[whatwg] IRIs vs. URIs

Wed Mar 14 07:20:44 PDT 2007

L. David Baron on 2007-03-13:

> I tend to think it would be good that new uses of URIs/IRIs document that 
> they are really IRIs and therefore this reverse-encoding behavior should 
> not be used, but instead encoding should be done as UTF-8.

You cannot have UTF-8 encoding just for the URIs/IRIs, and another encoding 
for the rest of the source text. To properly parse a URI/IRI in the source 
document, you must first convert the bytes in the resource into a stream of 
Unicode characters.

> (In Mozilla's codebase such distinctions are easy to implement since
> we have to pass along the encoding of the document every time we
> create a URI in order to get this backwards-compatible behavior.

Of course, you will need to take special care to handle query data that is 
stored as plain non-ASCII bytes in the source document, so you would 
still need to pass around that document encoding.
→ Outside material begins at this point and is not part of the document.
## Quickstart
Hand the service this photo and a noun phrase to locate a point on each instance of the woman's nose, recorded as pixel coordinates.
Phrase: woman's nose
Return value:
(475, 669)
> It would probably be good if the spec documented how the encoding
> issues in URIs are actually handled.

Indeed. Considering the number of partly contradicting bug reports we have 
here at Opera on the issue, it would be nice to have it clearly spelled out, 
so that everyone is doing the same thing, and that we are doing what the 
user expects.

-- 
\\//
Peter, software engineer, Opera Software

  The opinions expressed are my own, and not those of my employer.
  Please reply only by follow-ups on the mailing list.